Sorry to repeat myself but it seems you’re arguing for the sake of arguing.

Since Krishnamurti spent his life trying to awaken us to the urgent need for the human brain to undergo a radical transformation, I think the brain is what we ought to be most concerned with in a forum like this.

I see Krishnamurti’s view of the physical brain as part of his view of mentation in general: awareness, mind, emotions, consciousness, conditioning. To reduce that all to the brain is not what I think he had in mind. Bohm maybe, but not Krishnamurti.

It’s your thread, you want to explore the brain, I’ll do my best to do that from here on. :slight_smile:

Awareness may be beyond the brain, but we don’t know.

The words “mind” and “consciousness” mean different things to most people than what Krishnamurti meant by them, so in a forum like this, if I must use them, I use them in the way K did.

If emotions, the contents of consciousness, and conditioning, are not brain activity, what are they?

They definitely are shown by science to correlate with brain activity. But the extent to which they arise from the brain or brain activity arises from them is debatable. They may be the unknown?

I’m not familiar with this debate. What do you know about it?

This is from Pi, among my favorite AIs:

The relationship between emotions, the contents of consciousness, and conditioning, and their connection to brain activity, is indeed a complex and debatable topic. While it is generally accepted that there is a strong correlation between these mental phenomena and brain activity, the exact nature of this relationship remains a subject of ongoing research and philosophical debate.

Emergentism: One perspective, known as emergentism, suggests that mental phenomena such as emotions and consciousness arise from the complex interactions of neurons and other elements within the brain. In this view, brain activity gives rise to emotions, thoughts, and consciousness as an emergent property. Emergent properties are characteristics or phenomena that arise from the interaction of the components in a system, which cannot be predicted solely from knowledge of the individual components.

Reductionism: Another perspective, reductionism, argues that mental phenomena can ultimately be reduced to and fully explained by the underlying brain processes. In this view, emotions, consciousness, and conditioning are essentially byproducts of specific patterns of neural activity.

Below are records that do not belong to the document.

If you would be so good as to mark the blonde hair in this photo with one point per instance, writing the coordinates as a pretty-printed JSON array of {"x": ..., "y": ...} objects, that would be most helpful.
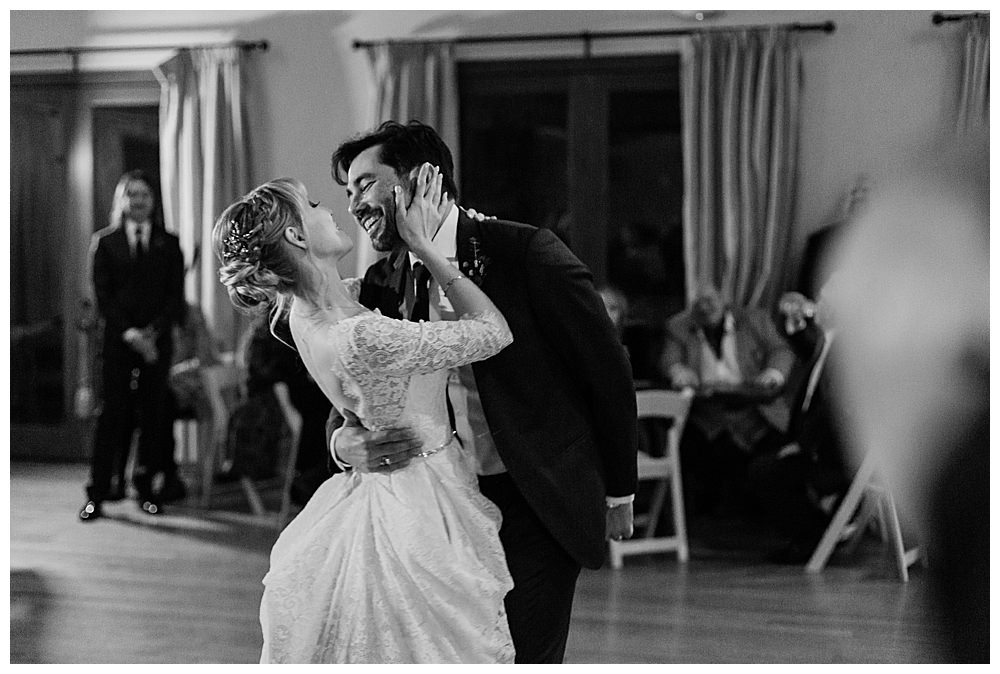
[{"x": 257, "y": 269}]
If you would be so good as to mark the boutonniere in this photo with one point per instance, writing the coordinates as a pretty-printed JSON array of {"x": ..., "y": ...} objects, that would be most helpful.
[{"x": 476, "y": 268}]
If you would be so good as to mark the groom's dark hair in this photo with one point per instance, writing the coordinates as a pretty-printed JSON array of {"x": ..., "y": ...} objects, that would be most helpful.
[{"x": 404, "y": 147}]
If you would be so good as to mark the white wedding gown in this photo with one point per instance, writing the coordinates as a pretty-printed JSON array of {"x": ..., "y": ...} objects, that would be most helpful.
[{"x": 401, "y": 567}]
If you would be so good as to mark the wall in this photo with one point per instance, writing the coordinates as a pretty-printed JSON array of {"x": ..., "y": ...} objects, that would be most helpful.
[{"x": 874, "y": 90}]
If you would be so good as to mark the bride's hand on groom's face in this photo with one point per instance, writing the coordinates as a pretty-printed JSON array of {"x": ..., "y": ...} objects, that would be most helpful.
[
  {"x": 377, "y": 451},
  {"x": 418, "y": 221}
]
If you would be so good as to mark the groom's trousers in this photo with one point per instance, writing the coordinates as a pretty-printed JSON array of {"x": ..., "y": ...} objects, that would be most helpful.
[{"x": 539, "y": 606}]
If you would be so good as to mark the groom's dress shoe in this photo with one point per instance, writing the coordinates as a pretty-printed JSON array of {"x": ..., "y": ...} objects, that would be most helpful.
[
  {"x": 150, "y": 507},
  {"x": 91, "y": 511}
]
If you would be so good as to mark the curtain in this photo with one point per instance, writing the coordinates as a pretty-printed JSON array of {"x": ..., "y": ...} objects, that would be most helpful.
[
  {"x": 204, "y": 166},
  {"x": 413, "y": 81},
  {"x": 974, "y": 101},
  {"x": 740, "y": 102}
]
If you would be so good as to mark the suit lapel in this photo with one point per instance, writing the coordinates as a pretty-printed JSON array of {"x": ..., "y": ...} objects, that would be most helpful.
[{"x": 469, "y": 248}]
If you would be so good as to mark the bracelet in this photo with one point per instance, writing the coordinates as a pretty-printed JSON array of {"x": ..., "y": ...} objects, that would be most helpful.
[{"x": 447, "y": 286}]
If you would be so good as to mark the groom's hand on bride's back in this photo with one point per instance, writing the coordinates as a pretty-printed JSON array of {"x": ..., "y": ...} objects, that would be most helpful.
[{"x": 376, "y": 451}]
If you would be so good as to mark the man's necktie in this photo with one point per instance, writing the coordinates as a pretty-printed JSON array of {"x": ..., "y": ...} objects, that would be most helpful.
[{"x": 422, "y": 303}]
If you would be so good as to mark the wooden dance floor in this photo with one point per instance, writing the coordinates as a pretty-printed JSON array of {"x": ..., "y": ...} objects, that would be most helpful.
[{"x": 185, "y": 588}]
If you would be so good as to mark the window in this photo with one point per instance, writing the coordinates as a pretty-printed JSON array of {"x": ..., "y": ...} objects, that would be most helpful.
[{"x": 591, "y": 149}]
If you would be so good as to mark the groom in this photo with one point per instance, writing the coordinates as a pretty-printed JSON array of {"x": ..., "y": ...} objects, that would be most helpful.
[{"x": 551, "y": 420}]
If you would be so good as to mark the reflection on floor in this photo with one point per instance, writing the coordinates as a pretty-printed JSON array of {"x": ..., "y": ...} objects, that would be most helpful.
[{"x": 185, "y": 588}]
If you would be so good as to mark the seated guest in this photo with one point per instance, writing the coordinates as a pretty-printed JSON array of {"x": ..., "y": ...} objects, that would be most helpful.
[
  {"x": 270, "y": 360},
  {"x": 711, "y": 345},
  {"x": 798, "y": 484}
]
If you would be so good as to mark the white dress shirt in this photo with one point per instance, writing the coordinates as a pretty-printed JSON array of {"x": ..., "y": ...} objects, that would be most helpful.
[
  {"x": 470, "y": 420},
  {"x": 136, "y": 232}
]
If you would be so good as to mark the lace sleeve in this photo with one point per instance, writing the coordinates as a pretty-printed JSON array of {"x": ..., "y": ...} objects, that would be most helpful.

Dualism: Dualism, on the other hand, posits that the mind and brain are separate entities that interact with each other. According to this view, mental phenomena such as emotions and consciousness may influence brain activity, and vice versa, but they are not reducible to or solely derived from the brain.

Panpsychism: Panpsychism is another perspective that suggests consciousness is a fundamental aspect of reality, and that all matter, including the brain, possesses some form of consciousness or proto-consciousness. In this view, brain activity and consciousness are interrelated, but consciousness is not solely derived from the brain.

The extent to which emotions, the contents of consciousness, and conditioning arise from the brain, or whether brain activity arises from them, remains a matter of debate among philosophers, neuroscientists, and cognitive scientists. Each of these perspectives offers valuable insights, and the question is likely to continue to be explored and debated as our understanding of the mind and brain evolves.

Krishnamurti said the brain needs to undergo a radical transformation. If you want to argue about it, this isn’t the place.

Okay I understand.

No. That was my response to Rick Scott’s argument that the brain may not be as important as Krishnamurti said or implied it is.

Why are we pursuing something and running towards it?

Are “we”?

What’s all the point of this? To get a better life and surroundings? Is that LOVE really, or it is the way we believe (or the :brain: believe) LOVE has to be?

Only you can answer this question by posing it to yourself since you don’t really know what “we” are doing.